In the American political tradition, both modern American liberalism and modern American conservatism trace their roots back to the nineteenth century European liberalism rooted in the economic philosophies of Smith, Malthus, Ricardo, Stuart and Mill. Indeed so great was the influence of Smith that Darwin “confessed that his model for natural selection had been Smith's concept of Market competition; so men were just retracing Darwin's steps when they brought biological 'laws' back into the world of economics to create 'Social Darwinism'”. (1)(2)

Social Darwinism had become the rage by the late nineteenth century. Writers like William Graham Sumner took lessons from Smith but more importantly Malthus and Darwin to lay the basis for economic theory that John Kenneth Galbraith would later refer to as the “grim science”. If evolution was the law of nature then, they reasoned, “automatic progress was to be expected in man's economic activity” as well. (1) Garry Wills' summarized it this way: “If one progresses by survival of the fittest, then, as a consequence, the less fit do not survive. If the race is never finally won, at least some competitors are forever eliminated. Malthus made this clear when he said that, since the Invisible Hand (3) provides the maximum food intended by Nature and Nature's God (Malthus was a clergyman), it was the will of nature that population in excess of this divine provender should starve (if it were allowed to come into the world)”. (4) “This cruel consistency” led by degrees to the belief that the worst thing you could do was help your fellow man. Charity becomes, to these 'enlightened' souls, an abject form of evil. To feed the huddled masses would lead to further overpopulation and suffering, better—more humane—in the mind of Malthus was to let them starve. It isn't simply that the race goes to the strongest but that the survival of the 'less fit' threatens progress itself. The very concept of Charity as it had been passed through the ages by our religious institutions was stood on its head. Grown men of property and standing were known to publicly proclaim that selfishness was the highest form of charity.
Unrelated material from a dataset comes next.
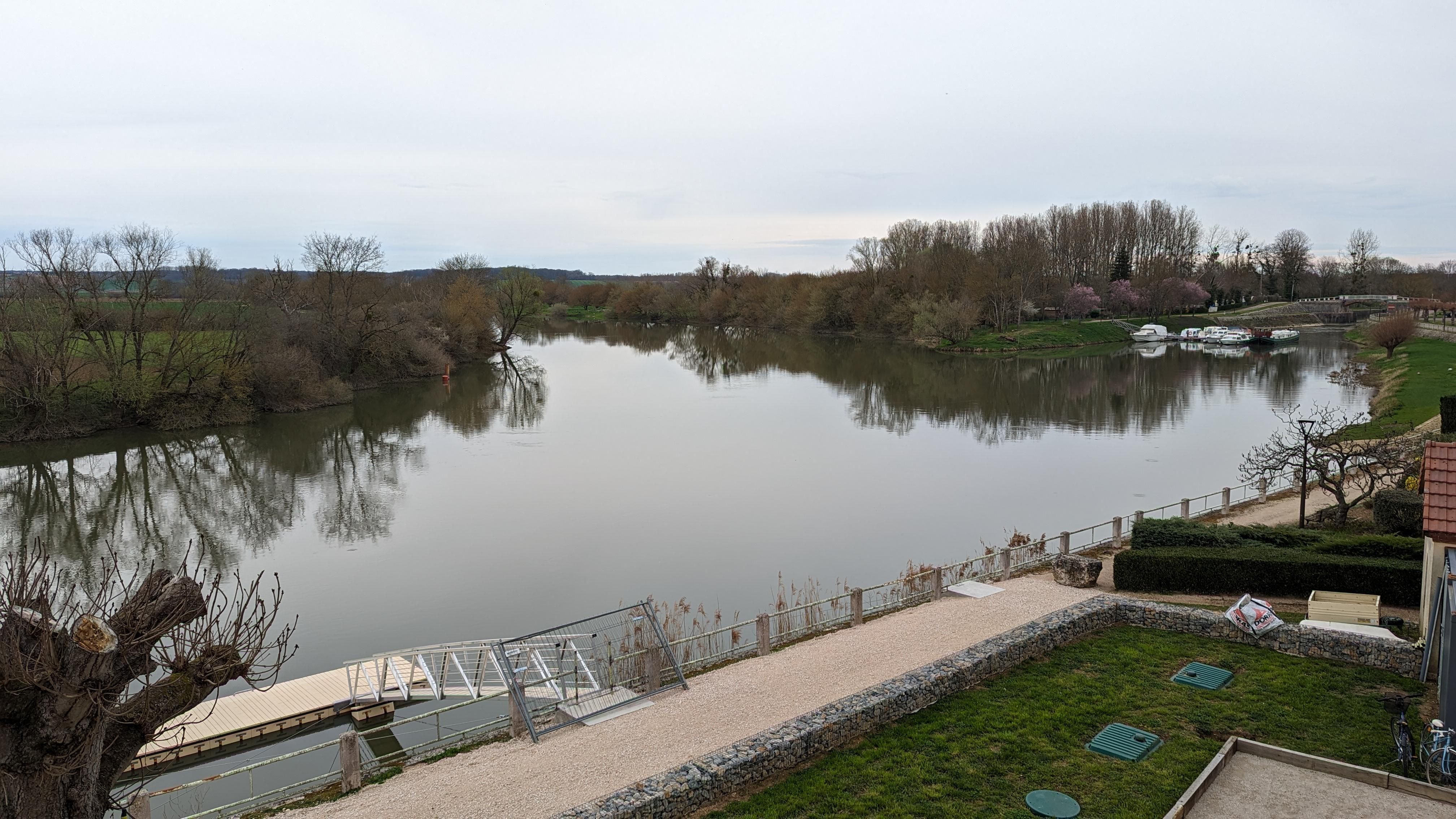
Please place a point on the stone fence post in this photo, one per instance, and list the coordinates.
(350, 773)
The toxic mix of nineteenth century economics, biology and sociology served to give a 'scientific' veneer to greed translating itself into what Mark Twain labeled the “Guilded Age” dominated by what Ida Tarbell called the “Robber Barons”. It took over a half century of reform to right the ship.

The modern ear has no tolerance for the din of such nonsense. What is left of Social Darwinism still reverberates down through the twentieth century in the writings of Ayn Rand and in the bedrock assumptions of Milton Friedman and Bill Buckley but rarely do they give it open expression. Instead new forms must be assumed, a more progressive pose must be struck in order to appeal to modern man. To that end modern conservatives use 'liberation' terminology in order to mask the true nature of their creed. To 'liberate' the markets from harmful regulation that is, to these lights, both inefficient because it restricts the free movement of the market but also immoral because it empowers the 'less fit'. Empowering the 'less fit' means threatening progress itself. To threaten progress is to threaten the 'social good' or, in the words of the founders, the 'general welfare'. In the pretzel logic of moder conservatism the welfare state thereby threatens the general welfare. This logic extends beyond the commodities markets to embrace the labor markets, investment markets as well as the markets of political and social ideas and beliefs. It is through such mental gymnastics that conservatives can draw distinctions between the deserving and undeserving poor but cannot bring the same standards to the rich. The rich, you see, are by definition deserving. It is a modern mutation of “Social Darwinism” that drives the conservative to reduce all human interaction to market functions and to resist any subsequent regulation on any such market. To introduce fetters on intercourse is said to deny freedom. What they mean of course is that to impose restraints—civility if you will—is to deny the victor his presumed right to rape not only his fellow man but mother nature in the bargain. It is also to deny the vanquished his right to starve.


1.Wills, Garry. “Nixon Agonistes, The Crisis of the Self-Made Man”
Houghton Mifflin Company. Boston 1970. page 548.

2.For an enlightening discussion of the origins of modern conservative and
liberal thought as it pertains to nineteenth century liberalism see Garry Wills'
“Nixon Agonistes” a deeply penetrating analysis of Richard Nixon and his time

3.The operation of the market at which a purchase price is reached through the
impersonal forces of supply and demand is held by Smith and others to be
the most rational and efficient means to allocate resources in a given society.
Smith held that these forces acted as like an “invisible hand” in the marketplace.
Later wits confused the Invisible Hand with Providence forever transforming classical Liberalism, that is modern conservatism, into a theology.